That mess on the gears? That's the kind of thing that happens when you have a cat who loves your layout and uses it for a place to relax. I speak from experience here, folks...
If you use Atlas Snap relays, you can power the frogs so that short wheelbase engines won't stall at the frogs. The Snap relay can also be used to make your turnouts remote turnouts at the same time. That Atlas wiring book is a simple and easy to follow book on how to do this. Hope this helps.
SMT - If I recall correctly from a previous video, you had obtained some sheet plastic. Maybe you could use the sheet plastic to fabricate a bottom cover for the chassis; to protect the gears from dirt. Did you also find out who manufactured the engine? SMT, you also may want to consider running a jumper wire to that short section of rail between the 2 switch tracks to improve electrical pickup of your locomotives.
You're absolutely right, I certainly did buy some sheets of plastic a while back and maybe it would work. The main benefit would be keeping dust and stuff out for good this time. As for the make of the locomotive, I still have no idea nor is there any evidence of who made it. This is a pretty strange locomotive if I'm honest.

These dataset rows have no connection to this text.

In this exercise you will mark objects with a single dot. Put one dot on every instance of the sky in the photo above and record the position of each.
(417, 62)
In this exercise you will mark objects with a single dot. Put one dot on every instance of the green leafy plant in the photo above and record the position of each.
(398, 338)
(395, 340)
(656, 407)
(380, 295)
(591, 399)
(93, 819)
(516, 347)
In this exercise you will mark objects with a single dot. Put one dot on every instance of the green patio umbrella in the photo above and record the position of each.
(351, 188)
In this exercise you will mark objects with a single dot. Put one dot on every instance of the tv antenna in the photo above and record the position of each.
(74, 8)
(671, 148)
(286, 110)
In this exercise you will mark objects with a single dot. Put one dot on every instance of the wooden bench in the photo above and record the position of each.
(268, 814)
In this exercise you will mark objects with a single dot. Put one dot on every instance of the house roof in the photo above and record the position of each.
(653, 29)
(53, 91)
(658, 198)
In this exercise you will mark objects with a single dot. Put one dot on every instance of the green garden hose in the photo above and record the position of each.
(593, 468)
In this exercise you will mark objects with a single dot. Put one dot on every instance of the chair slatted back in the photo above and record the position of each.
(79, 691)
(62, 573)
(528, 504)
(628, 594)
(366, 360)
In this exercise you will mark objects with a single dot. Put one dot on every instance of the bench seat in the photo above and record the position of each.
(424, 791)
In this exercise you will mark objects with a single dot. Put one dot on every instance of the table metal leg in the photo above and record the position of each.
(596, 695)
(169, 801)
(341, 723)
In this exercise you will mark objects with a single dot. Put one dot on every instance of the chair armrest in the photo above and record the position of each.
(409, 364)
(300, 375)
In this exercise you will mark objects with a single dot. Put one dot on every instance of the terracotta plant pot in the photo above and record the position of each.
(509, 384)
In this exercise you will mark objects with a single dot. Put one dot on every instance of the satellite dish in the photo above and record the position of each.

Just got that exact loco. Having issues. Do the contacts in the smokebox have to be aligned with the contacts at the front for it to work? Hmmmm. Help appreciated!
Ive got a tyco midnight special loco and i had it run once. When i put it on the rails now, the lights come on and thats it. When i turn the throttle switch it dims or brightens the lights. I am using the stock tyco switch which may be an issue, not sure.
IS THERE ANY WAY .YOU CAN TALK LOUDER OR TURN VOLUME CONTROL UP . IF YOU WORK ON TRAINS . IM SURE YOU CAN WORK ON AUDIO . IM HARD OF HEARING . I'M SURE THERE SOMEBODY THERE GOT THE SAME ISSUE . I LIKE WATCHING YOUR SHOW MAYBE I NEED A LOUD TRAIN WHISTLE BLOWING IN MY EAR SO I CAN HEAR . THANKS TURN IT UP .!
Unfortunately the only store I visited while there closed a few months ago. Of corse there is DCC Train LLC who actually has a channel and is part of the community. I haven't ever been but it's run by nice people.